Success is directly proportional to how hard your title is to remember and spell
Shakespeare would have us believe that a rose by any other name would still smell as sweet. It's a lovely sentiment, but we must remember that Shakespeare wrote plays that delighted audiences and questioned the nature of the human condition. In short, he didn't know shit about selling roses. If he decided to gives roses a new name, one that was incredibly long, broken up with a colon, and with some errant punctuation thrown in for good measure, he'd have died a pauper's death on the streets of Stratford-Upon-Avon, and we would only know his name as part of a tale, passed from generation to generation, of the man who tried to sell people flowers he called Adventures of the Senses: The Bouquet of Ros'es.
Legend of the Guardians: The Owls of Ga'Hoole, or LOTGTOOG, as the brevity-conscious amongst us refer to it, suffers from much the same problem as that Sideways-Universe version of Shakespeare. Despite the success of fantasy films like Lord of the Rings and Harry Potter, most people are pretty adverse to really overt fantasy, and if confronted with a title that long, complete with a word that has an apostrophe right in the middle for no good reason, they'll turn away. I mean, where do you put the emphasis on in a word like Ga'Hoole? The Ga or the Hoole? It's a linguistic nightmare that we can all do without.

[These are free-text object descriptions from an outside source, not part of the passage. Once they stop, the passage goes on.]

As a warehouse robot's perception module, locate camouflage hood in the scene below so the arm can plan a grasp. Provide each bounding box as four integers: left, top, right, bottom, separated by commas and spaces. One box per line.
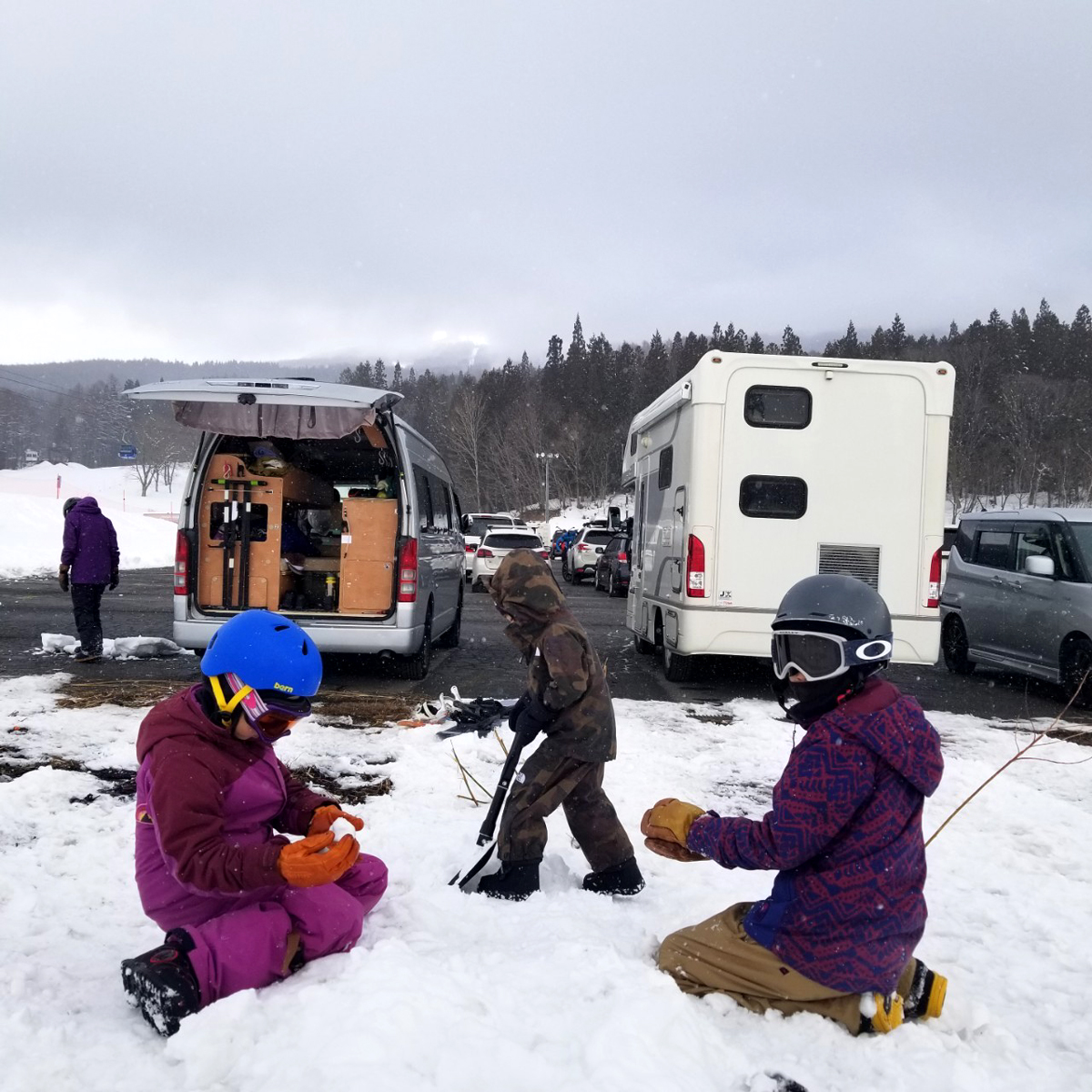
490, 550, 566, 654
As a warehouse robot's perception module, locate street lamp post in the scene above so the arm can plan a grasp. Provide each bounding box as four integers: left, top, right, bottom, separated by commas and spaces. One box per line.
535, 451, 561, 531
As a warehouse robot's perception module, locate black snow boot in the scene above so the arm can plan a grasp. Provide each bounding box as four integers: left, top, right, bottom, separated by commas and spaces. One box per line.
121, 929, 201, 1036
479, 861, 541, 902
584, 857, 644, 895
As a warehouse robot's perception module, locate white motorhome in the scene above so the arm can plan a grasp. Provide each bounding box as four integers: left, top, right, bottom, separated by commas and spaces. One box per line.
124, 379, 464, 679
622, 351, 956, 682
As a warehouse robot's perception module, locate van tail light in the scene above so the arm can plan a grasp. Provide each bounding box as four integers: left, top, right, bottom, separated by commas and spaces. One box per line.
925, 551, 940, 607
399, 539, 417, 602
175, 531, 190, 595
686, 535, 705, 599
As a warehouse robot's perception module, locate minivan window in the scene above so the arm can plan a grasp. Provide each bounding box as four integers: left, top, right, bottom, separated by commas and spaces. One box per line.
743, 387, 812, 428
974, 529, 1012, 569
739, 474, 808, 520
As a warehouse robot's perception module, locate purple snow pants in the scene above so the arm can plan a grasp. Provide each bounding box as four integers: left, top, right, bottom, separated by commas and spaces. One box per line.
157, 853, 387, 1006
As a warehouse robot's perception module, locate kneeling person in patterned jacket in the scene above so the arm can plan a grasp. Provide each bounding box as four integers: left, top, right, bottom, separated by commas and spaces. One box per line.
121, 611, 387, 1036
477, 550, 644, 900
641, 575, 948, 1036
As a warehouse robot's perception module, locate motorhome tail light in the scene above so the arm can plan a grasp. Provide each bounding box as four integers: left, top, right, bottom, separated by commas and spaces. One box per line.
175, 531, 190, 595
925, 551, 940, 607
399, 539, 417, 602
686, 535, 705, 599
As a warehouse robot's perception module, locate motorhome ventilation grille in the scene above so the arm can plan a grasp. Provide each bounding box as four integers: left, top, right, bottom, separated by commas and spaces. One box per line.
819, 542, 880, 591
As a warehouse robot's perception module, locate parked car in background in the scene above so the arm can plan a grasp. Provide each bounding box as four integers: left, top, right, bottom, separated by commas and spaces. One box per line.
940, 508, 1092, 704
462, 512, 526, 580
595, 535, 629, 595
470, 528, 550, 592
561, 528, 616, 584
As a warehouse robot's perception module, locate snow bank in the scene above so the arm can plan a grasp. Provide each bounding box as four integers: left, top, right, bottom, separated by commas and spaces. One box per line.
0, 676, 1092, 1092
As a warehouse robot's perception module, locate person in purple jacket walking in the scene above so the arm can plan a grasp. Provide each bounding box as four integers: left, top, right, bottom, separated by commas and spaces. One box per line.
56, 497, 120, 664
121, 611, 387, 1036
641, 575, 948, 1036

It's unfortunate that Snyder was forced to use a title that was linked to the book upon which the film is based, because the actual plot of the film provides a much better one. For those unfamiliar with the film (and I'm willing to bet that's roughly 90% of the people reading this) it is about a group of evil owls that seek to subjugate all the inferior species of owls to their will. A sort of "master race" of owls, if you will. Using that aspect, Snyder could have had a billion-dollar worldwide earner if he had just changed the title to NAZI OWLS! (To always be written in all caps, like INLAND EMPIRE, and with an exclamation mark, like Airplane!, both of which are the key reference points for understanding the film, I feel.)